Bu Nunung hanya bisa diam sembari memperhatikan bagaimana Indira membalut lukanya. Dia tampak heran dengan keahlian Indira. Namun, Bu Nunung tidak sampai curiga. Dia hanya menganggap mungkin Indira sudah terbiasa melakukan semuanya sendiri, karena Indira pernah hidup sebatang kara dijalanan.
"Ya udah, kalo Neng enggak mau dibawa ke Puskesmas. Ibu ke dalam lagi saja. Kalo perlu apa-apa, ke rumah saja."
"Iya, Bu."
Bu Nunung pun kembali ke rumahnya.
Drrett!
Ponsel Indira bergetar. Dia segera meraih benda pipih itu lalu mengangkatnya. "Hallo, Bang?"
[Kinan, kamu di mana? Aku udah di depan Puskesmas.] Suara Benji dari sambungan telepon.
"Maaf, Bang. Tadi ada masalah sedikit. Jadi, saya balik lagi ke kosan."

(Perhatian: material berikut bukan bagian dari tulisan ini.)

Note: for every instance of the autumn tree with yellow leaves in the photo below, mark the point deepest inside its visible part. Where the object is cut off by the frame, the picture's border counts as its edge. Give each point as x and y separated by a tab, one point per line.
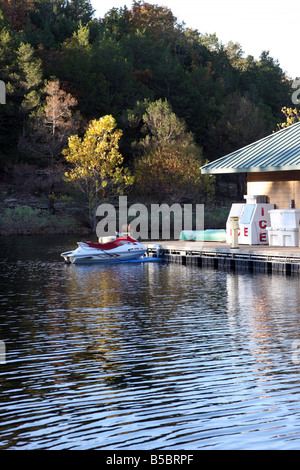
96	165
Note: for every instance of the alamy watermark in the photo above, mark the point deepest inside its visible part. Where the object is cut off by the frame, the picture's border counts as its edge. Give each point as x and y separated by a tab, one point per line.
159	221
2	352
296	84
2	92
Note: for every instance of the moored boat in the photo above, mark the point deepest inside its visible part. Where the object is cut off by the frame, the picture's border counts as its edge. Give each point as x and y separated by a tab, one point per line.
121	248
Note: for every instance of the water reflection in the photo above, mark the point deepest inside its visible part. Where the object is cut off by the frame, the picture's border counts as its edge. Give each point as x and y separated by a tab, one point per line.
144	356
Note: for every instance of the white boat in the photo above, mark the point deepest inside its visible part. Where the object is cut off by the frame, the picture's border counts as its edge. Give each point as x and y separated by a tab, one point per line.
110	249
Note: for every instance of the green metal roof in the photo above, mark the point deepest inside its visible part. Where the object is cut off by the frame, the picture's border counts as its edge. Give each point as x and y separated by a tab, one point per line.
279	151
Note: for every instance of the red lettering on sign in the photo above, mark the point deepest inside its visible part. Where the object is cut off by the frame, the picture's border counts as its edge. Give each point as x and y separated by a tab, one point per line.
262	224
263	237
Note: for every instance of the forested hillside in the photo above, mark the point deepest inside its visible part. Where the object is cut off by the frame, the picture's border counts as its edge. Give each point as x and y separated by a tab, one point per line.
176	96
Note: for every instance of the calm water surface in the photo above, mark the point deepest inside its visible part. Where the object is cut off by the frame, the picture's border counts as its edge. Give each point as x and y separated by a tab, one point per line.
155	356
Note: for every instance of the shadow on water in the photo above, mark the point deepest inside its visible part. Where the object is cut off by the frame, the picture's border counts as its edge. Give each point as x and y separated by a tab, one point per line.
144	356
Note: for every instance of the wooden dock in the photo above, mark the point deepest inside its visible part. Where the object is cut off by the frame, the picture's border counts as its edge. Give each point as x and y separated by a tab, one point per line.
217	255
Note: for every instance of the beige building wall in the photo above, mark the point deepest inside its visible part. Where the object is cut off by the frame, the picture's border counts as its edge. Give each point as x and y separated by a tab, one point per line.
279	186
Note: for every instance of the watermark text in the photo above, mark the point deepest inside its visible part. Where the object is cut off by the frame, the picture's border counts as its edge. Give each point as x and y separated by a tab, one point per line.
159	221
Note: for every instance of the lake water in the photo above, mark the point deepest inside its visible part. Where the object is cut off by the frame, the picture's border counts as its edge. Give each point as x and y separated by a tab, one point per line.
144	356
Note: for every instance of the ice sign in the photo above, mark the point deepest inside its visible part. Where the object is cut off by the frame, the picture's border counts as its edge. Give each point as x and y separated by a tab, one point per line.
2	353
2	92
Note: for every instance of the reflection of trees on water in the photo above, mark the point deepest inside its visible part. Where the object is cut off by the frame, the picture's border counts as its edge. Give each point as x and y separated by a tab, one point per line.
264	318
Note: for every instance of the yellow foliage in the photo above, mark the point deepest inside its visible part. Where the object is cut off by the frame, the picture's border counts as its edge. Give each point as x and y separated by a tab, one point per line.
292	116
95	160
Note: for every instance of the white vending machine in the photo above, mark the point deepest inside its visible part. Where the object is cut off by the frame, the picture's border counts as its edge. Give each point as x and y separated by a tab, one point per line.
254	218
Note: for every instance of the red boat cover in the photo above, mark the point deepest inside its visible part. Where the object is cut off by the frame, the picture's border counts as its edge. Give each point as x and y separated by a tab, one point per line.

[Ya sudah, saya jemput kamu ke situ sekarang.]
"Oke, Bang."
Indira melepaskan singlet yang ternodai bercak darah. Lalu membuka lemari plastik untuk mengambil kembali pakaian bersih. Tak lupa dia seka terlebih dahulu sisa darah pada tubuhnya sebelum berganti pakaian. Indira memasukan semua pakaiannya yang terdapat bercak darah ke dalam kantong plastik hitam untuk dibuang. Dia juga memasukan jaket bomber hijau pakis yang telah koyak dengan lesu. "Sial! Padahal ini satu-satunya jaket kesayangan."
Ponselnya kembali bergetar. Satu pesan WA dari Benji telah masuk. [Aku udah sampai di depan kosanmu.]
Indira segera mempercepat berpakaiannya lalu keluar dari kosan. Dia segera menghampiri mobil Honda Civic hitam yang terparkir di depan gangan indekos. "Maaf kalo saya ngelama-lamain."
"No problem. Santai saja." Benji tersenyum bersahabat. "Ngomong-ngomong ada masalah apa sampai harus balik lagi ke kosan?"
"Masalah kecil, bukan apa-apa."
Benji dan Indira tidak memperpanjang. Mereka pun mengalihkan pembicaraan. Keduanya saling melemparkan gurauan. Suasana hangat pun tercipta. Kedekatan Indira dan Benji terpahat sempurna. Benji akan menjadi tumpuan Indira untuk berpijak supaya bisa lebih dekat lagi dengan R. Dia berencana untuk menjadi orang kepercayaan sang raja mafia dan Benji ialah kunci utamanya.
Beberapa saat kemudian, mereka pun sampai di tempat tujuan. Indira dan Benji berhenti di sebuah ladang kosong di kawasan Penjaringan. Di sana sudah ada Setan bersama dua orang anak buahnya menunggu. Mereka pun turun lalu menghampiri ketiga orang pria yang berdiri di dekat Toyota Vios merah.
"Ucok, mana?" tanya Benji pada Setan tanpa menyapa. Tampak kentara aura persaingan dari keduanya.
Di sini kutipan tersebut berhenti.